To be clear, the full form of equation of coefficient is
$$\alpha V = \frac{dV}{dT}$$
And thus solving it we get
$$V=V_{0}e^{\alpha T}$$
Am I wrong? And where I went wrong?
Edit : Sorry about that. V doesn't only signify volume, it signifies length and area too. Sorry for not mentioning it.
I am extremely sorry if I have committed any mistake in this. I am new to this one. Please mention that either.
 A: You have to allow for $\alpha_V$ to have temperature dependence. Take, as an example, the ideal gas. The equation of state implies that $V=Nk_BT/P$ expands linearly with $T$ at constant $P$. Indeed, the volume expansion coefficient is
$$
 \alpha_V = \frac{1}{V}\frac{dV}{dT}=\frac{1}{T},
$$
inversely proportional to $T$. This means $dV/V=dT/T$, and the expansion is linear.
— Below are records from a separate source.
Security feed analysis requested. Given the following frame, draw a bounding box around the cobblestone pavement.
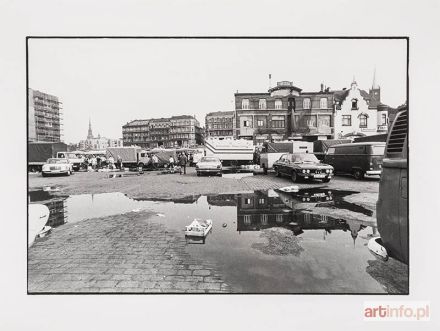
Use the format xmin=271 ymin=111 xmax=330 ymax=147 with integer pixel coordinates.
xmin=28 ymin=168 xmax=379 ymax=293
xmin=28 ymin=212 xmax=231 ymax=293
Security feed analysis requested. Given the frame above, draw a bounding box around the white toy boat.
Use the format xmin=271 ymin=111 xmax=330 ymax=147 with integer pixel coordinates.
xmin=185 ymin=219 xmax=212 ymax=237
xmin=28 ymin=204 xmax=50 ymax=247
xmin=279 ymin=185 xmax=299 ymax=193
xmin=368 ymin=237 xmax=388 ymax=261
xmin=37 ymin=225 xmax=52 ymax=238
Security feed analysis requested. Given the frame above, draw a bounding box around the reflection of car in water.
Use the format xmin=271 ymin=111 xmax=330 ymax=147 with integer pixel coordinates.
xmin=237 ymin=190 xmax=350 ymax=235
xmin=273 ymin=153 xmax=333 ymax=183
xmin=376 ymin=107 xmax=409 ymax=263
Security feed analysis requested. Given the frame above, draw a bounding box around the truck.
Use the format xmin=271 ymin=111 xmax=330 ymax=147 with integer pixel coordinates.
xmin=106 ymin=147 xmax=142 ymax=168
xmin=205 ymin=138 xmax=254 ymax=167
xmin=56 ymin=151 xmax=84 ymax=171
xmin=313 ymin=139 xmax=351 ymax=161
xmin=259 ymin=140 xmax=313 ymax=173
xmin=28 ymin=142 xmax=67 ymax=172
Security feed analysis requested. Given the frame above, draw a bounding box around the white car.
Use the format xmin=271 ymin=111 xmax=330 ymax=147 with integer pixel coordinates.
xmin=41 ymin=158 xmax=73 ymax=177
xmin=196 ymin=156 xmax=222 ymax=176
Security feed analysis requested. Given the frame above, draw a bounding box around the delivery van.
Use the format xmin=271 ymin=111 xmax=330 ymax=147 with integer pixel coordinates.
xmin=324 ymin=142 xmax=385 ymax=179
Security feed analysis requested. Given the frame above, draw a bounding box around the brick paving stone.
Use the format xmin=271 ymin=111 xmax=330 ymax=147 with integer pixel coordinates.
xmin=193 ymin=269 xmax=211 ymax=276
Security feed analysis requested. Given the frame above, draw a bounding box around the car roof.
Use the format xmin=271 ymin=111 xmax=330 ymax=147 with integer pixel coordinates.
xmin=329 ymin=141 xmax=386 ymax=148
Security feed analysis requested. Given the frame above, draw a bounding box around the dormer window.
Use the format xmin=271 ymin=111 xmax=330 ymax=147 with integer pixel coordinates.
xmin=351 ymin=99 xmax=359 ymax=110
xmin=303 ymin=98 xmax=310 ymax=109
xmin=241 ymin=99 xmax=249 ymax=109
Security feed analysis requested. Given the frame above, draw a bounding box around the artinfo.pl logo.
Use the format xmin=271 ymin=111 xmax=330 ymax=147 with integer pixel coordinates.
xmin=364 ymin=301 xmax=430 ymax=321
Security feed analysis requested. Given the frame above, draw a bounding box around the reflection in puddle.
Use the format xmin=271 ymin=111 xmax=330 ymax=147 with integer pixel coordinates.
xmin=30 ymin=189 xmax=396 ymax=293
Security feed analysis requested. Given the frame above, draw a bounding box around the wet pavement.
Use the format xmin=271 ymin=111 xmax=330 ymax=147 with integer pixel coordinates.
xmin=29 ymin=187 xmax=408 ymax=293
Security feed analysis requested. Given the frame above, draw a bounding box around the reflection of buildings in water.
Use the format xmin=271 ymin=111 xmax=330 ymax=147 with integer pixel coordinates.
xmin=237 ymin=191 xmax=349 ymax=235
xmin=207 ymin=194 xmax=237 ymax=206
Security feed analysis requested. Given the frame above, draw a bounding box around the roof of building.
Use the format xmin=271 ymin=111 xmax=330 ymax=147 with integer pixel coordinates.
xmin=331 ymin=89 xmax=383 ymax=108
xmin=169 ymin=115 xmax=194 ymax=120
xmin=206 ymin=110 xmax=234 ymax=116
xmin=123 ymin=120 xmax=151 ymax=127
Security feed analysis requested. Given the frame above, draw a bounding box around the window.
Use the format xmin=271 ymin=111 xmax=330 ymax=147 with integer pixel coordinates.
xmin=243 ymin=120 xmax=251 ymax=128
xmin=244 ymin=215 xmax=251 ymax=225
xmin=351 ymin=99 xmax=359 ymax=109
xmin=272 ymin=116 xmax=286 ymax=128
xmin=342 ymin=115 xmax=351 ymax=126
xmin=303 ymin=98 xmax=310 ymax=109
xmin=359 ymin=115 xmax=368 ymax=128
xmin=241 ymin=99 xmax=249 ymax=109
xmin=327 ymin=147 xmax=335 ymax=154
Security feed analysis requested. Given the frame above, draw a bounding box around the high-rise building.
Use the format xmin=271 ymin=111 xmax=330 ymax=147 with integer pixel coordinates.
xmin=28 ymin=89 xmax=62 ymax=142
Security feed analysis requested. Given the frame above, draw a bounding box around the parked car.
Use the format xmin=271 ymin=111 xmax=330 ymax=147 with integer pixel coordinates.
xmin=324 ymin=142 xmax=385 ymax=179
xmin=41 ymin=158 xmax=73 ymax=177
xmin=376 ymin=107 xmax=409 ymax=264
xmin=196 ymin=156 xmax=222 ymax=176
xmin=273 ymin=153 xmax=333 ymax=183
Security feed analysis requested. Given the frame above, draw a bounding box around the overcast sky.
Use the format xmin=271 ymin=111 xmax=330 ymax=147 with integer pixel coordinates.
xmin=29 ymin=39 xmax=406 ymax=143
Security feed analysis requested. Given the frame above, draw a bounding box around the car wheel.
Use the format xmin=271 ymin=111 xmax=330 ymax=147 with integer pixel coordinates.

A: Thomas has explained what happens for an ideal gas. Let's now consider a solid or liquid, for which your exponential solution is valid. Valid, yes, but it amounts to a linear solution because the expansivity of solids or liquids is so small that we can assume $\alpha T<<1$. In that case we can cut off the expansion of the exponential after the second term, so
$$ V=V_0e^{\alpha T} = V_0(1+\alpha T).$$
A: The equation looks correct! I think you may be reading sources that refer to linear expansion, which is expansion in one physical dimension (i.e., along a line $L$ instead of a volume $V$) but does not have $V$ as a linear function of $T$.